One woman on board the train told Belgian state television: “We were heading towards the centre and the train had just started to move when there was the most enormous explosion. All the lights went out. At first there was no great surge of people – everything was very calm.

“Then several people managed to force open the door on our carriage and I rushed through it. The platform was full of smoke and I headed for the exit. I just pushed forward without looking back. I didn’t see any of the victims.”

Outside the station, Alexandre Brans, 32, who had also been on board the train headed for Arts-Loi in the city centre, wiped blood from his face as other walking wounded milled around with their clothes badly burned; one survivor stood with the stuffing of their jacket hanging in shreds. Mr Brans said: “There was a really loud explosion. It was panic everywhere.”

At the airport’s departure hall little more than an hour earlier, Alphonse Youla had been going about his duties as a baggage supervisor in the check-in area for flights departing to Africa when he heard a bang which he immediately recognised as a gun being fired. He said: “There was a shot and a man spoke in Arabic. After that I heard ‘boom’, an enormous explosion. People began running for the escalators or the lifts.

Brussels survivors talk

“Two elderly men came to me and I put them in the lift. But they didn’t want to let me go. There were so many people, I told myself there were others I had to help.”

The airport worker continued to shepherd passengers to safety before taking in the horrific scene in the destroyed check-in area. He continued: “There were burned bodies. The windows and the tiles from the ceiling had fallen down. I saw one body – the glass from the windows had fallen and cut both legs.”

Still wearing his blood-stained green uniform, Mr Youla was asked if he had himself been hurt.

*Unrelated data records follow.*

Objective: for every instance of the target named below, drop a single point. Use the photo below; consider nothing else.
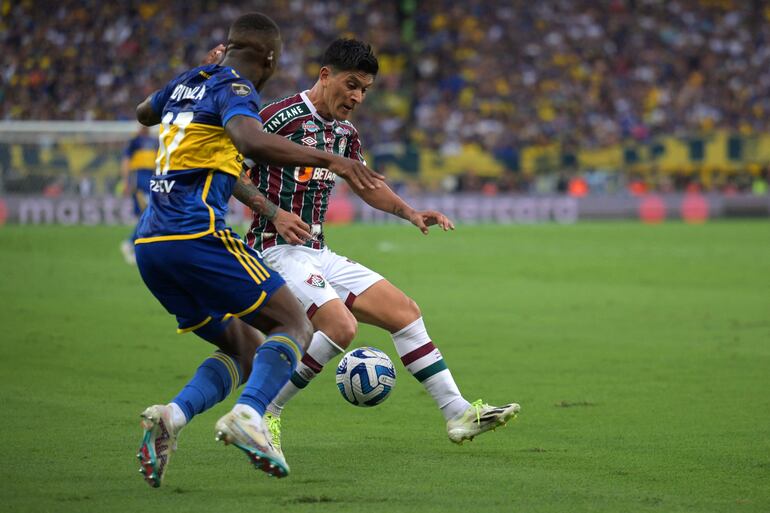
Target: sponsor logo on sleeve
(241, 89)
(316, 280)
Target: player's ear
(323, 75)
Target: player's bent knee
(343, 332)
(412, 309)
(304, 332)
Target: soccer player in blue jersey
(198, 269)
(136, 168)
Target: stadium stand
(517, 95)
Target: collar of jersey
(312, 108)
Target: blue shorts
(142, 190)
(207, 281)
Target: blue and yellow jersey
(197, 164)
(141, 152)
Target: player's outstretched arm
(251, 141)
(388, 201)
(288, 225)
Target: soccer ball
(365, 376)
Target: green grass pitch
(640, 356)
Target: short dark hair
(350, 55)
(255, 22)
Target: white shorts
(316, 276)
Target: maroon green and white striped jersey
(302, 190)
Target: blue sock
(274, 363)
(217, 376)
(134, 236)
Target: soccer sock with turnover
(424, 361)
(216, 377)
(274, 364)
(321, 350)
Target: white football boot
(479, 418)
(158, 443)
(250, 434)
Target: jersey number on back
(171, 134)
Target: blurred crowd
(497, 74)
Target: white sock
(177, 416)
(321, 350)
(424, 361)
(246, 410)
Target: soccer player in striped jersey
(198, 269)
(336, 292)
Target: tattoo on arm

He said: “The blood isn’t mine. It’s from the people I helped.”

Brussels airport bombing

Ralph Usbeck, 55, an electronics technician from Berlin, was checking in his baggage for an American Airlines flight to Florida when the first blast struck.

He told the Associated Press: “I assumed it was training, but some litter was in the air, so I was not sure if it was a terrorist act. Seconds later, a much more heavy, heavy detonation happened... This was the moment I realised this was a terrorist act.”

Marc Noel, 63, an entrepreneur from North Carolina, had decided to go to a shop in the terminal to buy some motoring magazines while waiting for his Delta Airlines flight home. It was a decision that may have saved his life – as he was browsing the first explosion happened about 50 metres from him.

He said: “People were crying, shouting, children. It was a horrible experience. I don’t want to think about it, but I would probably have been in that place when the bomb went off. I was as close as I could be to the other side. I guess it’s not my hour.”

Julien, 24, a Belgian trainee accountant on his way to Sweden, said he saw bodies in a blur of panic. “There was this huge explosion, and everyone was in shock, some knocked to the ground,” he said. “When I looked back, through the mess and the dust, I could see people on the floor. I don’t know if they were dead, but they weren’t moving. I didn’t have time to check: we just ran out of there.”

At Maelbeek station, a survivor described how a moment of forgetfulness saved her life. The unnamed woman told Belgian state television: “I was on my phone and I noticed I’d forgotten my keys. I got back off the train and as I was crossing the platform I heard an explosion and all the windows [on the train] exploded behind me. People were running everywhere. There was a woman lying on the ground injured. I was saved because of my keys.”